The objective of this Early-Concept Grant for Exploratory Research (EAGER) project is to develop a novel concept for patterning single protein with ultrahigh resolution (below 10 nm). The approach is based on self-assembly and self-recognition and originates in the intracellular environment that is too crowded to allow diffusion to be an efficient mechanism for the movement of materials within the cytoplasm. Specifically, in situ polymerized microtubule (cytoskeletal filaments) affixed vertically to the tip of an atomic force microscope serves as track for purified kinesin molecular motors; under the chemical energy derived from adenosine triphosphate hydrolysis kinesin is deposited from the microtubule tip onto a glass surface situated in close proximity leading to nanoarrays of single protein.

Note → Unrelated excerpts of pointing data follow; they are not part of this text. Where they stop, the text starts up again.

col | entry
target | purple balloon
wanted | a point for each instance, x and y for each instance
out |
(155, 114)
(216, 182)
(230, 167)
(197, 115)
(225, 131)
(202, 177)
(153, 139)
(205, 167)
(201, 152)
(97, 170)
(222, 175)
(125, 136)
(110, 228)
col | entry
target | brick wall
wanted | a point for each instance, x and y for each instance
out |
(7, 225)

This EAGER-developed technology benefits society in areas as: drug delivery, screening, nanoelectronics, and nanosensors. Beyond recognizing the value of this technology through the proof of principle that biological molecules can be used for printing nanoarrays with ultrahigh resolution, this research also provides solutions to patterning individual nanomaterial (both organic and inorganic). The inherent interdisciplinary nature offers tremendous opportunities for enticing and integrating students with educational experience across diverse disciplines (two graduates will be employed by this program). The advances in the field of biomimetic-based nanomanufacturing will be incorporated in two courses Cellular machines at WVU and Processing of Biomaterials at RPI. Lastly, the PI will use Society for Biological Engineers at WVU to popularize bionanotechnology by generating inexpensive posters highlighting the advances and thus contributing to public education in nanotechnology and outreach to underrepresented populations, (i.e., women, rural communities).

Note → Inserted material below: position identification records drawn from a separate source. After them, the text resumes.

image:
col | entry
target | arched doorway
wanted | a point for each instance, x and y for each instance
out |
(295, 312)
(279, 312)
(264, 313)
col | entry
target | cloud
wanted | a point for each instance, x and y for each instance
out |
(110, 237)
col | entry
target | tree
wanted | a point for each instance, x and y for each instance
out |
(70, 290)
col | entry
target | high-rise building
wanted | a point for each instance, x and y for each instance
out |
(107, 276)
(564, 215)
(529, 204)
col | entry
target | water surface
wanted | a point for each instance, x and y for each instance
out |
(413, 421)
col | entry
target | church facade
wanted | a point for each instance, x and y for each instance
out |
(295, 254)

The duration of the EAGER CMMI- 1049150 was one year, i.e. September 01, 2010- August 31, 2010. This project was in collaboration with Rensselaer Polytechnic Institute, PI: Prof. Douglas B. Chrisey (EAGER CMMI-1049147). The objective of this EAGER project was to develop a novel concept for patterning single protein with ultrahigh resolution (below 10 nm). The approach was based on self-assembly and self-recognition present in the intracellular environment where efficient mechanisms are used for the movement of materials within the cytoplasm by the cytoskeletal filaments and molecular motors under the chemical fuel energy, i.e. adenosine triphosphate hydrolysis. This EAGER-developed technology could benefit society in areas as diverse as: drug delivery, screening, nanoelectronics, and nanosensors. Beyond recognizing the value of this technology through the proof of principle that biological molecules can be used for printing nanoarrays with ultrahigh resolution, this research also provides solutions to patterning individual nanomaterial (both organic and inorganic). The inherent interdisciplinary nature offered opportunities for enticing and integrating students with educational experience across diverse disciplines (i.e. chemical engineering, biology and biomedical engineering). The advances in the field of biomimetic-based nanomanufacturing of single protein patterns were incorporated in the course developed by the PI at West Virginia University, i.e. Cellular machinery. Lastly, the PI contributed to public education in nanotechnology and outreach to underrepresented populations (i.e. posters were selected to be part of the CMMI Engineering Art Competition; moreover, posters were included in the "Imaging the invisible", a WVNano’s exhibit in the downtown Morgantown Arts Walk, at the Morgantown History Museum, Morgantown, WV).